My worries about Koi, an elegant downloadable PlayStation 4 game available April 19 about piloting a tiny fish up a tainted river, aren’t enough to suppress my affection for it. The worries are that it’s too thematically reminiscent of indie studio Thatgamecompany’s Flower, another environmentally themed odyssey about guiding something from innocence through industrial tribulation on to something like cosmic transcendence. More on that in a moment.
What lies between those points are bits of exploration informed by some light puzzle solving and object collecting in a series of lakes, rivers and ponds. If I’ve done my homework properly, the transliterated word “koi” references the Chinese character for “carp,” but also something more. In Eastern mythology, the koi fish travels upstream to challenge or subvert a convention or assumption (like that swimming upriver is a no-no), becoming something greater in the process. This is worth knowing because Tianjin-based Koi developer Dotoyou is the first Chinese studio to have something published in the West on the PlayStation 4.

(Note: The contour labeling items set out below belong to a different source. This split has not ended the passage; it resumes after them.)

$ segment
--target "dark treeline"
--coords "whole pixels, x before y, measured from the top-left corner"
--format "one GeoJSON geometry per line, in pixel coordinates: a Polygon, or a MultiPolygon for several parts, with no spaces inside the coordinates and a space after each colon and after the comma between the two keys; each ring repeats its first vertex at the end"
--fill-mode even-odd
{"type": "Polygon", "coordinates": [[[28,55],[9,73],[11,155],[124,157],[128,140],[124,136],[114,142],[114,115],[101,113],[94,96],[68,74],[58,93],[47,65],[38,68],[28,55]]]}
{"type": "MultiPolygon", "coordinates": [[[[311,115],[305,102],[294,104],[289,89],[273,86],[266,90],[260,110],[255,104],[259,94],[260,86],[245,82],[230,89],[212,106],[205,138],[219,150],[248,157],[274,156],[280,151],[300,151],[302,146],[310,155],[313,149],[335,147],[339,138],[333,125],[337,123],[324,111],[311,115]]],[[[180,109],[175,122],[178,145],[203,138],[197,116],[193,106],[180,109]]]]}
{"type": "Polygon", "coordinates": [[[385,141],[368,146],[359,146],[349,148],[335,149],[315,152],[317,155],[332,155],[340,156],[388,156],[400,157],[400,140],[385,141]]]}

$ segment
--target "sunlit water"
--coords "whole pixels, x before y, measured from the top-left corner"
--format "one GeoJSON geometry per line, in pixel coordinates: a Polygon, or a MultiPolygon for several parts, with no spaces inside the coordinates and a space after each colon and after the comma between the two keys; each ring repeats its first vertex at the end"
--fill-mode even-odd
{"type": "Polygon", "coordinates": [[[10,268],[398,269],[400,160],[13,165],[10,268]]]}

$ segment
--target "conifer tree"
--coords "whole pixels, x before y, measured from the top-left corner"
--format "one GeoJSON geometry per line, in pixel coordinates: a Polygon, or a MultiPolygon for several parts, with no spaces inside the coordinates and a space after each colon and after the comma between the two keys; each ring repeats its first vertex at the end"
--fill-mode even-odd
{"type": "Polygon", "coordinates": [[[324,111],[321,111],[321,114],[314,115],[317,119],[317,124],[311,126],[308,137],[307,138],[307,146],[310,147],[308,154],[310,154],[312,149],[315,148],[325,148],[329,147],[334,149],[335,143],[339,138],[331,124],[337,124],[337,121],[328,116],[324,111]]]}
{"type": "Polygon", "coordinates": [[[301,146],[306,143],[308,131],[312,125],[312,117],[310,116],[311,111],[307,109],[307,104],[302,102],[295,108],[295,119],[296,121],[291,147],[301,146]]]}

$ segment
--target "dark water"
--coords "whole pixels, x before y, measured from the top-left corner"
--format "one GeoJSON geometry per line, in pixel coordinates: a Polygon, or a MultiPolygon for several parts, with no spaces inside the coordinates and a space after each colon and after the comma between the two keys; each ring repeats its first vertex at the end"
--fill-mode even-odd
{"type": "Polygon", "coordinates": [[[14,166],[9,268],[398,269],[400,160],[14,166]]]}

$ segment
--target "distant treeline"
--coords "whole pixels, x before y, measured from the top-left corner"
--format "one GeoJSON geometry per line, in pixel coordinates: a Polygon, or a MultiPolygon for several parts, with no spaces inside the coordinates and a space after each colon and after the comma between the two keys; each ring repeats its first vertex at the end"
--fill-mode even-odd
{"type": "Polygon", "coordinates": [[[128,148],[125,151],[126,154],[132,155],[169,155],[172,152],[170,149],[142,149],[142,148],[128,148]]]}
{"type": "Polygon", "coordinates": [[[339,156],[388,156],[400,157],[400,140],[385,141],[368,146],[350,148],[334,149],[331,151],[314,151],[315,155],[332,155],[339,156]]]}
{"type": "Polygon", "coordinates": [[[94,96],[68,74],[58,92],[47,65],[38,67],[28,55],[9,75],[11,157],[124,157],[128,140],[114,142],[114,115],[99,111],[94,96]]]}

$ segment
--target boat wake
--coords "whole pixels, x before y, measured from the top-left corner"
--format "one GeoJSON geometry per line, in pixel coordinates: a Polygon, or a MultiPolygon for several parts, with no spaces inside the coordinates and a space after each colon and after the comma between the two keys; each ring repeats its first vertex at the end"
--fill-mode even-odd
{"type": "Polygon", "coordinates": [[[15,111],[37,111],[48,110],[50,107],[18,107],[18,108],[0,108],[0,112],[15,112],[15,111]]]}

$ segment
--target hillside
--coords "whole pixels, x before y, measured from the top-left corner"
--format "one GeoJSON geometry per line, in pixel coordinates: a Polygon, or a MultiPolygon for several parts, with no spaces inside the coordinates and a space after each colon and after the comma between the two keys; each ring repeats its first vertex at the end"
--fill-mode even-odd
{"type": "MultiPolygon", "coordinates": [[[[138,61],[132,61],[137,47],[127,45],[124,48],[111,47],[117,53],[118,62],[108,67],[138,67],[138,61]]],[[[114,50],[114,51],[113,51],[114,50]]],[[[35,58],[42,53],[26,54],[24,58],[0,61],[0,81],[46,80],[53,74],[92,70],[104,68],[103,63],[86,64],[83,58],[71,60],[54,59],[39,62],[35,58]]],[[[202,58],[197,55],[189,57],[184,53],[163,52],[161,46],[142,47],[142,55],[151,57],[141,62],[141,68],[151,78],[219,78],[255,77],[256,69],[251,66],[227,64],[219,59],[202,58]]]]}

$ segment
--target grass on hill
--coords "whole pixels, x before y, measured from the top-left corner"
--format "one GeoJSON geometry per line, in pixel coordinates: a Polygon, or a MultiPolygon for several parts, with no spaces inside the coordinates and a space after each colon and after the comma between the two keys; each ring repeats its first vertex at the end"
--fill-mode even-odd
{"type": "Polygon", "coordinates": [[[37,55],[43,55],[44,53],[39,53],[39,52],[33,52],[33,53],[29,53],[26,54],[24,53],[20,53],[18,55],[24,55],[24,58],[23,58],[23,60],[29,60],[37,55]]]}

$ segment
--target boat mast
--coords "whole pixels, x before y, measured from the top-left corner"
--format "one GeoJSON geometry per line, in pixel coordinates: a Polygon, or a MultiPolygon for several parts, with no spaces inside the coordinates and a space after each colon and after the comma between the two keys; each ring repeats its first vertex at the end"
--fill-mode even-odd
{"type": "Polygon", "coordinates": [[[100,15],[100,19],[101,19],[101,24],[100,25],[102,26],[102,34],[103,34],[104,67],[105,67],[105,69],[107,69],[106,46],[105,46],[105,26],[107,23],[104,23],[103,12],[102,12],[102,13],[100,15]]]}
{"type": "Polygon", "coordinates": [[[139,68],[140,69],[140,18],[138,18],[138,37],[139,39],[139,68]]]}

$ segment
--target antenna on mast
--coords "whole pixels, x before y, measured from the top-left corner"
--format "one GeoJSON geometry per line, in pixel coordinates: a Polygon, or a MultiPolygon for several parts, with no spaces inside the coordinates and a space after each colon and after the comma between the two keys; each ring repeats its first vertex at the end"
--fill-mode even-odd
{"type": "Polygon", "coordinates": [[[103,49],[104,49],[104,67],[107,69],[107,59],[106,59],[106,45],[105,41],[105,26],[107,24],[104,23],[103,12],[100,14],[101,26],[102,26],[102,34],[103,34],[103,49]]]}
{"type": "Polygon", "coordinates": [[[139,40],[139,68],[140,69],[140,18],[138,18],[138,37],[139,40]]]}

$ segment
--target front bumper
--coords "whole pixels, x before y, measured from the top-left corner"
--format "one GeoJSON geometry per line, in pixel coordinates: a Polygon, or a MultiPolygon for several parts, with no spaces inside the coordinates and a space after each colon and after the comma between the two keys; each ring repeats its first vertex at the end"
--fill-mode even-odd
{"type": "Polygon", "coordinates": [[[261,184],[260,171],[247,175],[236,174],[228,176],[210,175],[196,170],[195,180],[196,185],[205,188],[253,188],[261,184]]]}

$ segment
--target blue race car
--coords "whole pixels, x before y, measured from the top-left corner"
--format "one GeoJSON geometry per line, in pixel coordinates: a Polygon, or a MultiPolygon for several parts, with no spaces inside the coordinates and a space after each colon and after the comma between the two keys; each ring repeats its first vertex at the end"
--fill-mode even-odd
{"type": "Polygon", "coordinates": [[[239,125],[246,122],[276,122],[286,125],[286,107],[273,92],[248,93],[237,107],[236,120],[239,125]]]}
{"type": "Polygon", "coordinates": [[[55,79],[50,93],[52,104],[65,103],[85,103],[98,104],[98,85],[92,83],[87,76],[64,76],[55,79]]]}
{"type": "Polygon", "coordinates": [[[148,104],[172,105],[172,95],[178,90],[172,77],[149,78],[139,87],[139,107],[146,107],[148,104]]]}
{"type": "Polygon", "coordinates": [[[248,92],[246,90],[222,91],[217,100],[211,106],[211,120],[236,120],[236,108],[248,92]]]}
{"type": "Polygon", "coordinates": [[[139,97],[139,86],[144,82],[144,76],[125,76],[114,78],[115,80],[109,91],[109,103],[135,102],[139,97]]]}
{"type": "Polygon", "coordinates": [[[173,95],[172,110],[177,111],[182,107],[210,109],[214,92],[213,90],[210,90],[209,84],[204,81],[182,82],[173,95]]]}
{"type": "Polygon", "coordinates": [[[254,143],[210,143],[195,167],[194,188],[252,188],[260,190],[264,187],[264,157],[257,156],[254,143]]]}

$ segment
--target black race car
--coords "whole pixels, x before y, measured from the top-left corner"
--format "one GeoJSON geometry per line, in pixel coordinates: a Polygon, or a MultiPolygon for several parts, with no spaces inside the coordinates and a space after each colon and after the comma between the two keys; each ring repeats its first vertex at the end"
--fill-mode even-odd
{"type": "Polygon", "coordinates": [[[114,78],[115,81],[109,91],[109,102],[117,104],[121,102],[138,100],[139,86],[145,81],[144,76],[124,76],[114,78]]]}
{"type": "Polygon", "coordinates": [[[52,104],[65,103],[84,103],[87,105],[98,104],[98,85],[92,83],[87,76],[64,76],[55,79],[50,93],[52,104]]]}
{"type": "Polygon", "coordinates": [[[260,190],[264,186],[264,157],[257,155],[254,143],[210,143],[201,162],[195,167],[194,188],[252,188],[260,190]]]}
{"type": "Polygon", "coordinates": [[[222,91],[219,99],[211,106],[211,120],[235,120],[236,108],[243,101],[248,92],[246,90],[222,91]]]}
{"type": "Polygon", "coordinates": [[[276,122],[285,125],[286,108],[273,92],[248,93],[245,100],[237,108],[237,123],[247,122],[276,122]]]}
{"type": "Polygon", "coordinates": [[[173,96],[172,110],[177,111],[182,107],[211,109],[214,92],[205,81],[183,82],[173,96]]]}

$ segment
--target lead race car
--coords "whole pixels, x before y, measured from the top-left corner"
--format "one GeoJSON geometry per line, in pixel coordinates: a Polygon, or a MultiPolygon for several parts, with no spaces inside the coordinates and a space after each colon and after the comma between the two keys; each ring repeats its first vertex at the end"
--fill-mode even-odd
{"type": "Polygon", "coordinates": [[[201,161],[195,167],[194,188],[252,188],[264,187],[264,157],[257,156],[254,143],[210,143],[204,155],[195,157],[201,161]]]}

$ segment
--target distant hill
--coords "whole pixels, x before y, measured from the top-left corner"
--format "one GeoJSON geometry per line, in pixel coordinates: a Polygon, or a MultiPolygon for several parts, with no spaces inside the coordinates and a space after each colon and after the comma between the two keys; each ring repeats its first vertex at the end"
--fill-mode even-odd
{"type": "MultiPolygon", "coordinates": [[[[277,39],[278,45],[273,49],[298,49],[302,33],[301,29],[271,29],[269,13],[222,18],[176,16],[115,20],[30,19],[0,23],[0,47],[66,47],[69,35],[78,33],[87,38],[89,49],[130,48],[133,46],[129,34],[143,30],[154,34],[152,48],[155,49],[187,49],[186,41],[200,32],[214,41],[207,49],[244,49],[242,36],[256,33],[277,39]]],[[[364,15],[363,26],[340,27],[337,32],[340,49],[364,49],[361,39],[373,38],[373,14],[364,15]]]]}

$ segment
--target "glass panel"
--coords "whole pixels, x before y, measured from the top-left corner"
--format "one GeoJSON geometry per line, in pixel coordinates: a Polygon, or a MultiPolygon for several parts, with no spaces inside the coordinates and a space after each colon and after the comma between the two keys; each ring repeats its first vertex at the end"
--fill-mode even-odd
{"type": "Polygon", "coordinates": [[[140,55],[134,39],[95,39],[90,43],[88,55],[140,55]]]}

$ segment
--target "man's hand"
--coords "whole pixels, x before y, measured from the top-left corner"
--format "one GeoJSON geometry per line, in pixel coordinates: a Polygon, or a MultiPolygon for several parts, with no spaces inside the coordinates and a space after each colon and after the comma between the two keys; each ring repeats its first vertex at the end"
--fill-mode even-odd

Instead of the dreams of flowers (as in Flower), Koi immerses players in watery levels that look like Eastern woodblock paintings, where stark lines frame bright unicolored objects. Nudging one of the gamepad’s thumbsticks prompts the nameless hero-fish to swim, while pulling one of the triggers summons an arrow that hints at the direction you need to go next. Occasionally you’ll tap a button to interact with objects or play memory games styled after Ralph Baer’s Simon.
That’s it, but then that’s all you need to have an experience that depends more on audiovisual ambience and singleminded gameplay than conventions like health bars or special attacks. Like Flower, Koi is as much about the zen of the journey as solving puzzles or crossing finish lines.
Along the way you’ll encounter delicately veined lily pads, speckled gray stones, dot-sized bubbles that drift like constellations in flux, and water bugs that send ripples out across tranquil turquoise waterways. Your goal is to find other discretely colored fish, then lead them to correspondingly colored flowers. Once matched the flowers unfurl, magically removing obstacles like branches or gates blocking your passage. They also tidy up the local scene, which grows darker and more industrial as you approach Koi‘s central environmental grievance.
Eventually giant supernatural fish show up to harass you and the game shifts from insouciant color-matching to hide and seek. It’s very Metal Gear Solid, complete with enemies (again, all fish) whose detection sweeps are visualized as swiveling cones of awareness. You can’t die, but if an enemy spots you, it’ll charge, immobilizing you for several seconds and divesting you of any friendly fish you had in tow.
At first it’s a minor thing, a momentary setback in mostly enemy-free areas small enough to keep players from getting lost. In fact as the only overtly hostile act in the game, I worried that it might be trivial to a fault. But as the levels grow and introduce challenges like countercurrents that stop or force you backward, those attacks become more consequential. Once you’re invested in the collectible game, probing a level to find jigsaw pieces that form pictures which in turn reveal more of the backstory, you’ll feel the push to play carefully.
Not that Koi is a hard game, or for that matter a very long one. You can put a bow on its nine levels in an hour or two. Getting all the stars and puzzle pieces adds a bit more time, but length isn’t essential to enjoying what’s on offer, nor is it Koi‘s weak spot. My issue with the game is that the journey, beautiful as it can be, winds up coming off as philosophically pat.
Flower had that fantastic final urban stage where players converged on a Yggdrasil-ian construct. Your shoal of wind-driven petals had to find and travel up the spine of the transfiguring artifact itself after retouching acres of urban blight. Koi has its own sort of cosmic finale, but it’s relegated to a bunch of non-interactive special effects—a cosmically boring cutscene after a lovely looking but onerously recapitulative final level in which you do the same things you did seven or eight levels back, only on a broader stage.
Is that the point? That though our worldview expands with experience, we’re stuck in the same behavioral patterns? I’m pretty sure the game’s creators intended otherwise. But that’s what it felt like as Koi‘s credits rolled—like skimming over the surface of something grander, obscured by the wrong kinds of ambiguity, always just out of reach.